Le point noir est la ville de Palu. Les cercles représentent des zones qui ont émis des ondes lors du séisme. Leur couleur indique le temps (bleu au début, rouge à la fin).

La figure montre le temps et la position des sources sismiques. Leur alignement indique une vitesse de rupture constante d’environ 4,1 km/s.

© HanBao et al., Nature Geoscience.

Vers une meilleure anticipation des séismes futurs ?

Ces résultats défient les modèles actuels de tremblements de terre. Ils pourraient aider les chercheurs et les pouvoirs publics à mieux se préparer aux événements futurs. « Dans les modèles classiques de tremblement de terre, les failles vivent dans des roches intactes idéalisées », précise Jean-Paul Ampuero. « Les failles réelles sont enveloppées dans une couche de roches fracturées et ramollies par les tremblements de terre précédents. Des ruptures à des vitesses qui sont inattendues sur des roches intactes peuvent en réalité se produire sur des roches endommagées, parce que les ondes sismiques s’y propagent plus lentement ».

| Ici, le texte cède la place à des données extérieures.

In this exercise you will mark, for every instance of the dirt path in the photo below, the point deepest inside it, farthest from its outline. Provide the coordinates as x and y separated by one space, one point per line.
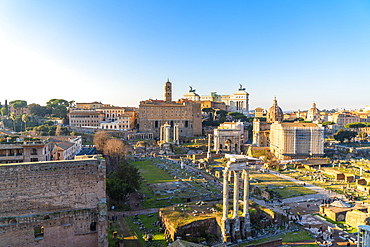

Le séisme de Palu pourrait ainsi constituer le premier test de ces modèles récents. Des études de l’architecture de la faille et de sa zone de roches endommagées doivent pour cela être réalisées. Puisque l'impact d'un séisme dépend fortement de sa vitesse, les chercheurs suggèrent d’étendre ces études à d'autres failles dans le monde, afin de mieux anticiper les effets des séismes.

L’équipe de chercheurs envisage de poursuivre ses travaux, pour déterminer si la vitesse du séisme de Palu a favorisé les glissements de terrain côtiers et sous-marins, qui auraient à leur tour pu contribuer au tsunami.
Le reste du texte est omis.